Rien à jeter dans « Super Trash », documentaire écolo-choc

Le 7 octobre 2013 par Julien Joly
Extrait de "Super Trash".

RENNES. Vous ne savez pas quoi faire de votre soirée ? Surprenez-le, dites-lui : « Ce soir, chéri, je t’emmène à la décharge. »

Ou plutôt, au cinéma l’Arvor, pour voir « Super Trash« , documentaire de Martin Esposito qui dénonce le gaspillage dans les décharges à ciel ouvert. La séance a lieu à 21h, en présence du réalisateur.

Contrairement à ce que le titre laisse supposer, « Super Trash » n’est pas un film d’horreur. Enfin, un peu quand même… Martin Esposito a filmé pendant deux ans dans une décharge pour nous délivrer ce message : il est urgent de limiter nos production de déchets.

 7 millions de tonnes de déchets

Imaginez les lieux de votre enfance engloutis par une montagne d’immondices. C’est ce qu’a vu Martin Esposito en se rendant à « La Glacière », décharge de Villeneuve-Loubet, sur la Côte-d’Azur. Dans cet ancien vallon s’amoncellent quelque 7 millions de tonnes de déchets.

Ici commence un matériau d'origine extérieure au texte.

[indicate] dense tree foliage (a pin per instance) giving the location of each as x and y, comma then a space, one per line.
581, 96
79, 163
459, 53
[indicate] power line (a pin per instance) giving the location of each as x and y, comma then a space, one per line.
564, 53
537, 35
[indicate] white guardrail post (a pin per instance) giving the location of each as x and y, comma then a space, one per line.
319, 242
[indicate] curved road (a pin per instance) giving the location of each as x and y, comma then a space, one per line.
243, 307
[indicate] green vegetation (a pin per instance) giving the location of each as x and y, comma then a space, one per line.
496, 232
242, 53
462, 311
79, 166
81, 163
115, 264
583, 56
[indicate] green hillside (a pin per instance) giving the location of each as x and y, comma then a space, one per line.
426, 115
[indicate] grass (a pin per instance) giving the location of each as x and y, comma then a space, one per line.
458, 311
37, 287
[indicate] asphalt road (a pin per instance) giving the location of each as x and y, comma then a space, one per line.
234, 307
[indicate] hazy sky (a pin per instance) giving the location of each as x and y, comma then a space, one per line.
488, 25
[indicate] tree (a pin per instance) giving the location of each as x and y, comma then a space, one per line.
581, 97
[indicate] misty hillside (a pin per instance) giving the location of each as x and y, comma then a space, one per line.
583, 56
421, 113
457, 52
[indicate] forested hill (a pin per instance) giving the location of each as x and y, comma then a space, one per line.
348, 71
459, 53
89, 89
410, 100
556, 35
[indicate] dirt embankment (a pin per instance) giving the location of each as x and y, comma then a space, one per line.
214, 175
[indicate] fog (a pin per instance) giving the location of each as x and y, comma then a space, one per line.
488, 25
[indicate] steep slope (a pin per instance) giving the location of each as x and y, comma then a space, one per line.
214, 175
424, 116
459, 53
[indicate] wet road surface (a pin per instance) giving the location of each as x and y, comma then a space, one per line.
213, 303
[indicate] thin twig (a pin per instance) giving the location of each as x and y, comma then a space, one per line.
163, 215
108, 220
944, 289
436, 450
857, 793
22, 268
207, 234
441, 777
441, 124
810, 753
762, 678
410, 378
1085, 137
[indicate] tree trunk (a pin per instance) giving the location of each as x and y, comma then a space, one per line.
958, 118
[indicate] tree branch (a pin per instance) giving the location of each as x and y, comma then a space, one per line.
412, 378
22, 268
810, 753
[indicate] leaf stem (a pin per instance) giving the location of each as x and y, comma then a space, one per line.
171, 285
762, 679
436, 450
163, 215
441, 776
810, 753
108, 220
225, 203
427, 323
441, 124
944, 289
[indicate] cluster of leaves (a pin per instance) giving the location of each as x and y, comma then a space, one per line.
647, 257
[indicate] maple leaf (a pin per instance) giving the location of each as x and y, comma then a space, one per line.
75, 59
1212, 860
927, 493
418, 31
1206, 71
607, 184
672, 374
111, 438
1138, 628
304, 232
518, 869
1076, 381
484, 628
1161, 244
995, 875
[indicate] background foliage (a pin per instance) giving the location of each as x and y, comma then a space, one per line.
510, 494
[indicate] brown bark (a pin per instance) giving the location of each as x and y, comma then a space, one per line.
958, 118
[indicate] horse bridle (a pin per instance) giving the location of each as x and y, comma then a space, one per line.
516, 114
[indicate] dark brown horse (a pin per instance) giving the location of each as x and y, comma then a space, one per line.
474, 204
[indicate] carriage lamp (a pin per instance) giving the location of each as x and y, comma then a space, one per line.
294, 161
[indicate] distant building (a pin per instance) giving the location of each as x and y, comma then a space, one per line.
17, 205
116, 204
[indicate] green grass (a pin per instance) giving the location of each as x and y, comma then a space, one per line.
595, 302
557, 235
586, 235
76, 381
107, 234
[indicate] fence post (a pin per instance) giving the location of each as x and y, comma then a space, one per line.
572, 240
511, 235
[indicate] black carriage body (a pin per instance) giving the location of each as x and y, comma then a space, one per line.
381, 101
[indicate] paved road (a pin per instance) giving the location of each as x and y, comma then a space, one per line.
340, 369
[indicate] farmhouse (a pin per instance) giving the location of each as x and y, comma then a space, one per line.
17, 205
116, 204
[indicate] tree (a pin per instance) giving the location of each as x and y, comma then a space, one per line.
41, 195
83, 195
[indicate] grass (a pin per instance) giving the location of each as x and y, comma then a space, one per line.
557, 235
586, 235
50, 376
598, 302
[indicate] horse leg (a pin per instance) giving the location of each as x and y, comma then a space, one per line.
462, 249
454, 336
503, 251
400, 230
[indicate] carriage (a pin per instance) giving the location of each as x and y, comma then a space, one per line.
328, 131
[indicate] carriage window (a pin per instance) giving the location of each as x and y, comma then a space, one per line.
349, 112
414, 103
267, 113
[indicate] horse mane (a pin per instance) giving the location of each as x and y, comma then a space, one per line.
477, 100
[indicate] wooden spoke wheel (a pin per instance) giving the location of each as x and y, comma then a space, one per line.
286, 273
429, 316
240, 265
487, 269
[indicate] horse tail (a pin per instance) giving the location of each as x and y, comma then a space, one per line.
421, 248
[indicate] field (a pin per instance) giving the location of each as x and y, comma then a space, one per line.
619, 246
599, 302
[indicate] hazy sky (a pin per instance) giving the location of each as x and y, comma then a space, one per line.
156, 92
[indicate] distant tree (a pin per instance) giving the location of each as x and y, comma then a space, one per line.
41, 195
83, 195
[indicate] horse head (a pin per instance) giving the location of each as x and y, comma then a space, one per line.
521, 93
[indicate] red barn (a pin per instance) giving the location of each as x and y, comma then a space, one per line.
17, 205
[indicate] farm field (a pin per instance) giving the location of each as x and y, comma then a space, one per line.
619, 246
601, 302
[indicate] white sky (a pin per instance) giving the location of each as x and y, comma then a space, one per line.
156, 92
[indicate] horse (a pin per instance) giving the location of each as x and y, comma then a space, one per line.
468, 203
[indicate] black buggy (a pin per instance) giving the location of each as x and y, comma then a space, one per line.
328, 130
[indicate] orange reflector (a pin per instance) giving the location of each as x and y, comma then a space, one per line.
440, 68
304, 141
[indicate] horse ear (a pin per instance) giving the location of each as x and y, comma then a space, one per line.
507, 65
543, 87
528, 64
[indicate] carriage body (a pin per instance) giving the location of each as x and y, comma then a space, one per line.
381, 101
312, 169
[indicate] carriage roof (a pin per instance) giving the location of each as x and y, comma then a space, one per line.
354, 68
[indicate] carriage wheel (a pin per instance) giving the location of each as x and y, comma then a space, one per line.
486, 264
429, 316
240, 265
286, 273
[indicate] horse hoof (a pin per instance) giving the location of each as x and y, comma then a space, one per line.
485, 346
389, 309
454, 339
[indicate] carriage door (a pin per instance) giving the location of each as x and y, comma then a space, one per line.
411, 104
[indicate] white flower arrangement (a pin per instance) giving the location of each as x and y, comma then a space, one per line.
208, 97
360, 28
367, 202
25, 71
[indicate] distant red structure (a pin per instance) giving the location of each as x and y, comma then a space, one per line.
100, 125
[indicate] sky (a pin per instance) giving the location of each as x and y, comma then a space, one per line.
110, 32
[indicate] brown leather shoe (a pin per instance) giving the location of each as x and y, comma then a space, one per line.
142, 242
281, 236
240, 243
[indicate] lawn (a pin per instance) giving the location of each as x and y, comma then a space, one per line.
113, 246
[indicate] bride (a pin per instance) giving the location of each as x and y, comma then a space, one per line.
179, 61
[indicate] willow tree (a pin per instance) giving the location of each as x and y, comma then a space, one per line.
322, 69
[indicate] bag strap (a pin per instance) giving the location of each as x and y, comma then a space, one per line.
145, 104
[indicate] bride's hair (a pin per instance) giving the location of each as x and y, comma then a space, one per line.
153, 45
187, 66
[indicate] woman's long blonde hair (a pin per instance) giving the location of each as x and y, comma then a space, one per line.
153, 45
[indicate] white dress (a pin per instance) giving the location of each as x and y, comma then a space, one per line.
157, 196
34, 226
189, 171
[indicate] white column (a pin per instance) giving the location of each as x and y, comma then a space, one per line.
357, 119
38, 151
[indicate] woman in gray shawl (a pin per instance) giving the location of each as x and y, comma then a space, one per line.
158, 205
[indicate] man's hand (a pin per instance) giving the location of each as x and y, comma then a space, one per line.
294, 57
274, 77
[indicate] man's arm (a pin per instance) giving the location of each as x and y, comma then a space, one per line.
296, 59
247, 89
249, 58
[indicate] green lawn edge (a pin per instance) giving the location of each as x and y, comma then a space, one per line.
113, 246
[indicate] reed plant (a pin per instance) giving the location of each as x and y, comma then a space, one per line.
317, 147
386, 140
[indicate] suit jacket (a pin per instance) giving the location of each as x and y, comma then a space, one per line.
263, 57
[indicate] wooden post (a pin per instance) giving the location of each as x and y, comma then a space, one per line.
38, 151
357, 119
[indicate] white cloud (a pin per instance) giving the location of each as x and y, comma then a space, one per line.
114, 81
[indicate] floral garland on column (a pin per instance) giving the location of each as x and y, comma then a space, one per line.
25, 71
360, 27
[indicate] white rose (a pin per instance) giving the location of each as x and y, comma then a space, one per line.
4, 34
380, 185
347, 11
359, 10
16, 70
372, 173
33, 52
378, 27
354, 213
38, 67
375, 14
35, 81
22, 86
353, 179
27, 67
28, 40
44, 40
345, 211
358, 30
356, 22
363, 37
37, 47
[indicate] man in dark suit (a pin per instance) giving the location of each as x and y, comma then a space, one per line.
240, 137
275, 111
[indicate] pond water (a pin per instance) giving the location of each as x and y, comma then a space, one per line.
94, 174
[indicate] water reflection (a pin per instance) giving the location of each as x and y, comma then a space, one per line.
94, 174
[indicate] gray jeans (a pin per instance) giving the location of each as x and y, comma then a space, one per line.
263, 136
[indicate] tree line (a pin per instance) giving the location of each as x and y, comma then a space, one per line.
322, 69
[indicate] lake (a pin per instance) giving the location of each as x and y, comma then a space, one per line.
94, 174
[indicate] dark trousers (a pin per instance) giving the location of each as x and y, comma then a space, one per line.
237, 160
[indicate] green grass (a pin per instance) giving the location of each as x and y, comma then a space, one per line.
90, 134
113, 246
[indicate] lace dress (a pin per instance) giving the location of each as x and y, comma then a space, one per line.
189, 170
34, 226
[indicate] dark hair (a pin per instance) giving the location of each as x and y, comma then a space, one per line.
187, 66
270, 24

Le réalisateur, un enfant du pays de 26 ans, s’est immergé dans cet univers jusqu’à en faire partie. Malgré l’odeur et les maladies qu’il a pu y développer, il a filmé sans relâche ce miroir de notre société de consommation. Ou plutôt, ce portrait de Dorian Gray qu’on aimerait bien masquer.

Des dérapages ?

Avec son gilet de chantier fluo, Martin fait une tache orange dans le paysage. Cet ancien champion de windsurf à la dégaine de babos a le déclic en voyant « Une vérité qui dérange » d’Al Gore (2006).

Suite à ça, Martin décide de faire le tour du monde des décharges. Le manque de moyens l’amènera à se concentrer sur celle de Villeneuve-Loubet. Qu’importe. Le message n’en sera que plus fort. Nous ne sommes pas dans un pays du tiers-monde, ni dans un gros état comme le Brésil ou la Chine : cette montagne est la nôtre, et ici ou ailleurs, la responsabilité est collective.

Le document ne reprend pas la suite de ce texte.